SpaceX warns of falling satellites

December 20, 2018

By Chris Forrester

The influential Institute of Electrical & Electronics Engineers (IEEE) says that the proposed mega-constellation of SpaceX’s ‘Starlink’ fleet of satellites will generate “hundreds of fragments” when one of the low-Earth orbiting craft fails in space.

The IEEE, in its ‘Spectrum’ report has calculated the risks of an injury or death as 45 per cent over a 6-year period. The IEEE is using data and analysis from SpaceX and submitted to the Federal Communications Commission (FCC).

Elon Musk is backing the Starlink constellation of an eventual 12,000 satellites which he hopes will eventually carry around half of the planet’s Internet traffic.

Musk’s plan will be achieved in three stages. First will be the launch of 1584 satellites each at 550 kms high. Another 2825 satellites will follow, but at orbits ranging from between 1100-1325 kms. Stage 3 will see a much larger group of satellites, numbering 7518 and operating in Very Low Earth Orbit at just 340 kms high.

The IEEE describes each satellite as being about the size of a Tesla Model 3, and comprising solar panels, batteries, communications kit and laser gear, plus fuel. Each satellite should last about 6 years, and then fall out of orbit and burn up in the Earth’s atmosphere.

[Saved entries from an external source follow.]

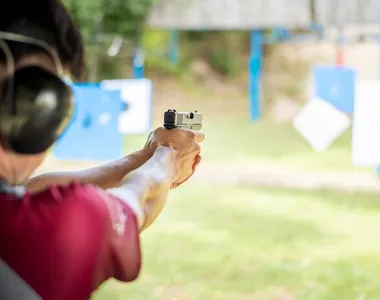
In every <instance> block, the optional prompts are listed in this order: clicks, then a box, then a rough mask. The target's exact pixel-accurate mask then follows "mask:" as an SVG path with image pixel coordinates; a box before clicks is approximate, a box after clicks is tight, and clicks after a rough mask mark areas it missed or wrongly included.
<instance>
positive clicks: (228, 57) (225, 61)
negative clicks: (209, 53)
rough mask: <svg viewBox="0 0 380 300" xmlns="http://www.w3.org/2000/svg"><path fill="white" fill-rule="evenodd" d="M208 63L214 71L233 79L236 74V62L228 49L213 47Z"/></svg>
mask: <svg viewBox="0 0 380 300" xmlns="http://www.w3.org/2000/svg"><path fill="white" fill-rule="evenodd" d="M210 63H211V65H212V67H213V68H214V69H216V70H217V71H218V72H220V73H222V74H223V75H226V76H228V77H235V76H236V75H237V74H238V61H237V60H236V58H235V55H234V54H233V53H231V51H229V50H228V49H225V48H222V47H213V48H212V50H211V58H210Z"/></svg>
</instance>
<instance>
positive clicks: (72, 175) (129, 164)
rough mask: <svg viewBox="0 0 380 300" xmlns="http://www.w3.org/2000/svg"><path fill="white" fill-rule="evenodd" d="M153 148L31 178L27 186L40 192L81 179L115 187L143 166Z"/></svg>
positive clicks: (109, 186)
mask: <svg viewBox="0 0 380 300" xmlns="http://www.w3.org/2000/svg"><path fill="white" fill-rule="evenodd" d="M152 154H153V152H152V150H151V149H150V148H144V149H142V150H139V151H136V152H133V153H131V154H129V155H127V156H125V157H123V158H121V159H119V160H116V161H113V162H110V163H107V164H104V165H100V166H97V167H94V168H90V169H86V170H81V171H68V172H51V173H45V174H42V175H39V176H36V177H33V178H31V179H30V180H29V181H28V183H27V185H26V187H27V189H28V190H29V191H31V192H38V191H40V190H43V189H45V188H46V187H47V186H49V185H55V184H58V185H67V184H69V183H71V182H73V181H80V182H84V183H89V184H93V185H96V186H98V187H100V188H102V189H110V188H115V187H118V186H119V185H120V181H121V180H122V179H123V178H124V177H125V175H126V174H128V173H130V172H132V171H133V170H135V169H137V168H138V167H140V166H142V165H143V164H144V163H146V162H147V161H148V160H149V159H150V158H151V157H152Z"/></svg>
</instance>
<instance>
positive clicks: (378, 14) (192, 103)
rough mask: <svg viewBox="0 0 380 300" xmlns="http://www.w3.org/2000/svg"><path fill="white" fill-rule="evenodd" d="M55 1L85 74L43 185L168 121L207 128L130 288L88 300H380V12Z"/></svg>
mask: <svg viewBox="0 0 380 300" xmlns="http://www.w3.org/2000/svg"><path fill="white" fill-rule="evenodd" d="M63 2H64V3H65V4H66V5H67V7H68V8H69V9H70V11H71V12H72V13H73V15H74V18H75V20H76V22H77V23H78V26H79V27H80V28H81V30H82V32H83V34H84V36H85V39H86V46H87V67H88V68H87V73H86V78H85V79H84V82H82V83H78V84H75V85H74V87H73V88H74V90H75V93H76V101H77V107H79V108H78V109H77V114H76V119H75V120H74V121H73V123H72V125H71V128H70V129H69V130H68V132H67V134H66V136H64V137H63V138H62V139H61V140H60V141H59V143H58V145H57V146H56V148H55V149H54V150H53V152H52V155H51V157H50V158H49V159H48V160H47V161H46V163H45V164H44V165H43V166H42V167H41V169H40V170H39V172H43V171H51V170H58V169H60V170H63V169H80V168H84V167H87V166H90V165H95V164H99V163H100V162H102V161H108V160H111V159H116V158H118V157H120V156H121V155H123V154H126V153H129V152H131V151H134V150H137V149H139V148H141V147H142V146H143V145H144V142H145V140H146V137H147V133H148V132H149V131H150V130H151V129H152V128H155V127H156V126H161V125H162V122H163V113H164V111H166V110H167V109H169V108H175V109H177V110H179V111H192V110H195V109H197V110H198V111H201V112H202V113H203V114H204V123H203V131H204V132H205V134H206V140H205V141H204V143H203V148H202V156H203V162H202V164H201V166H200V167H199V170H198V172H197V174H196V175H195V176H194V178H193V179H192V180H191V181H190V182H189V183H188V184H186V185H185V186H183V187H181V188H179V189H178V190H174V191H172V192H171V193H170V198H169V201H168V204H167V206H166V209H165V211H164V212H163V214H162V215H161V216H160V218H159V220H158V221H157V223H156V224H154V225H153V226H152V228H151V229H150V230H149V231H147V232H146V233H144V234H143V236H142V249H143V252H144V253H143V258H144V259H143V269H142V273H141V276H140V278H139V280H138V281H136V282H134V283H130V284H120V283H117V282H115V281H110V282H109V283H107V284H106V285H105V286H103V287H102V288H101V289H100V291H99V292H98V293H97V294H96V295H95V297H94V299H97V300H103V299H135V300H159V299H160V300H161V299H162V300H208V299H212V300H296V299H297V300H298V299H300V300H314V299H318V300H319V299H322V300H370V299H371V300H378V299H380V238H379V237H380V202H379V196H378V192H379V190H380V183H379V177H378V176H379V175H378V172H377V166H378V165H379V166H380V131H379V129H380V127H379V126H380V106H379V104H378V102H379V101H380V99H378V97H379V95H380V87H379V85H380V81H379V78H380V60H379V57H380V46H379V45H380V37H379V34H380V30H379V29H380V25H379V24H380V23H379V22H380V18H379V16H380V4H379V1H377V0H342V1H339V0H292V1H280V0H265V1H264V0H167V1H164V0H161V1H154V0H123V1H122V0H114V1H108V0H81V1H74V0H65V1H63ZM105 97H106V98H107V99H106V100H104V99H105ZM98 121H99V122H98ZM137 123H138V124H140V125H136V124H137ZM131 124H134V125H136V126H132V125H131ZM79 148H80V149H79ZM78 151H79V152H78Z"/></svg>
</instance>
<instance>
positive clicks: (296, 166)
mask: <svg viewBox="0 0 380 300" xmlns="http://www.w3.org/2000/svg"><path fill="white" fill-rule="evenodd" d="M203 131H204V132H205V134H206V140H205V142H204V144H203V150H202V151H203V158H204V161H205V162H208V163H223V164H226V165H233V166H239V165H241V166H247V165H249V164H255V165H277V166H279V167H289V168H298V169H305V170H315V171H318V170H328V169H332V170H344V171H365V172H368V171H371V172H372V170H370V169H368V168H367V169H366V168H357V167H353V166H352V163H351V132H350V131H347V132H346V133H345V134H343V135H342V136H341V137H340V138H339V139H338V140H336V141H335V142H334V144H333V145H332V146H331V148H330V149H328V150H327V151H326V152H320V153H318V152H315V151H313V150H312V148H311V147H310V146H309V145H308V144H307V143H306V141H305V140H304V139H303V138H302V137H301V136H300V135H299V134H298V132H296V130H295V129H294V128H293V127H292V125H291V124H287V125H281V126H277V125H273V124H270V123H269V122H265V121H262V122H258V123H254V122H250V121H249V120H248V116H242V117H240V118H237V117H230V116H222V117H212V118H211V120H210V119H208V117H207V115H206V116H205V122H204V128H203ZM144 142H145V136H128V137H126V142H125V151H126V152H130V151H133V150H135V149H138V148H139V147H141V145H143V144H144Z"/></svg>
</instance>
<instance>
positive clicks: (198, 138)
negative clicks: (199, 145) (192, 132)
mask: <svg viewBox="0 0 380 300" xmlns="http://www.w3.org/2000/svg"><path fill="white" fill-rule="evenodd" d="M194 134H195V141H196V142H197V143H200V142H203V141H204V139H205V134H204V133H203V132H201V131H194Z"/></svg>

“Except,” as the IEEE states, “some won’t”. SpaceX, in its FCC filing, says that several kilogrammes of each Starlink craft could hit the planet. Much of the plant is water, desert or other sparsely populated areas. But NASA’s Debris Assessment Software calculates that there is – at most – a 1 in 18,200 chance of a fragment hitting someone, and just 1 in 10,000 chance of a hit from the Very Low Earth Orbiting craft.

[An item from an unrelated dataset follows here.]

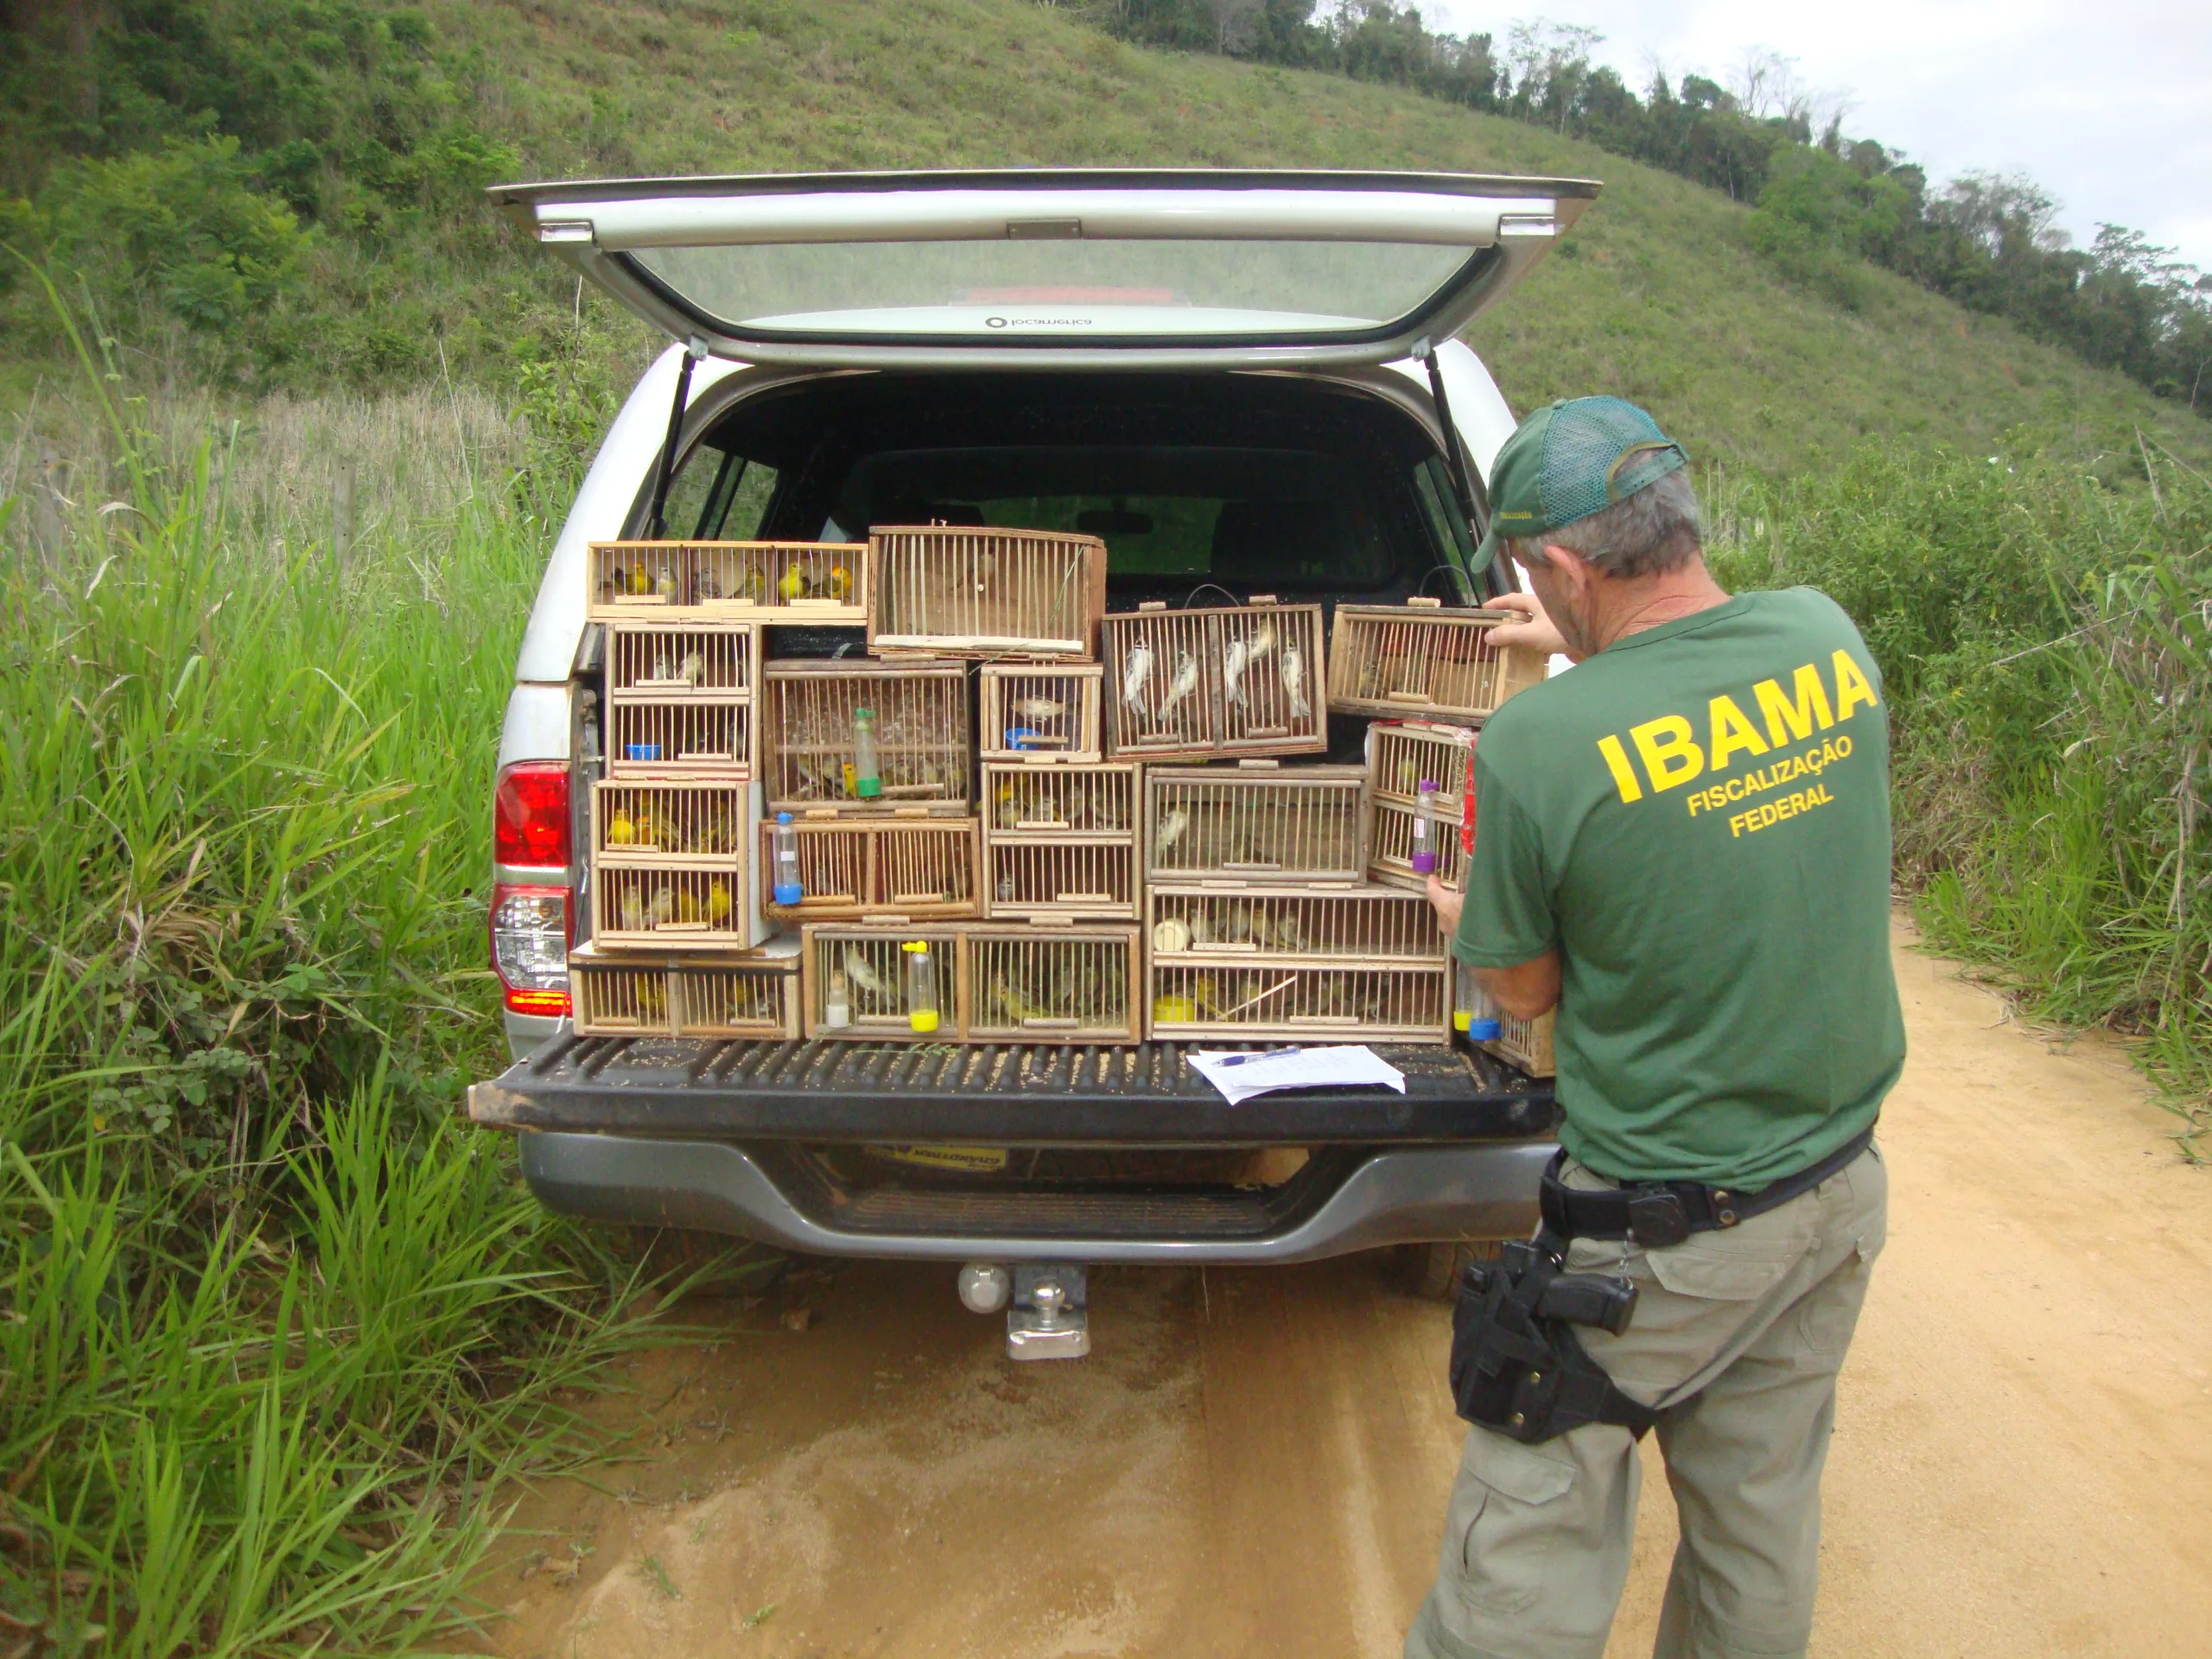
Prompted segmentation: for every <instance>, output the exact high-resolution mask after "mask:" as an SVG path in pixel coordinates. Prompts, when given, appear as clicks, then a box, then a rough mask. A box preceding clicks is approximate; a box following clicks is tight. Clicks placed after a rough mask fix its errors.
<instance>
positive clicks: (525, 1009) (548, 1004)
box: [491, 880, 571, 1018]
mask: <svg viewBox="0 0 2212 1659" xmlns="http://www.w3.org/2000/svg"><path fill="white" fill-rule="evenodd" d="M568 914H571V911H568V889H566V887H522V885H518V883H504V880H502V883H500V885H495V887H493V889H491V967H493V971H495V973H498V975H500V987H502V991H504V993H507V1006H509V1011H511V1013H544V1015H555V1018H560V1015H564V1013H568V942H571V927H568Z"/></svg>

However, more worrying perhaps is that some 6 years after launch an average of 5 satellites a day will fall to Earth, says the FCC’s calculation. This equates, says the IEEE, to an injury or death about every 6 years.

SpaceX, in fairness, reminds us that between 62 and 242 meteorites larger than 10 grams – which is very small – make it to ground level on an average day – and few do any harm. Moreover, with 7.5 billion people on Earth the risk to any one individual is refreshingly low.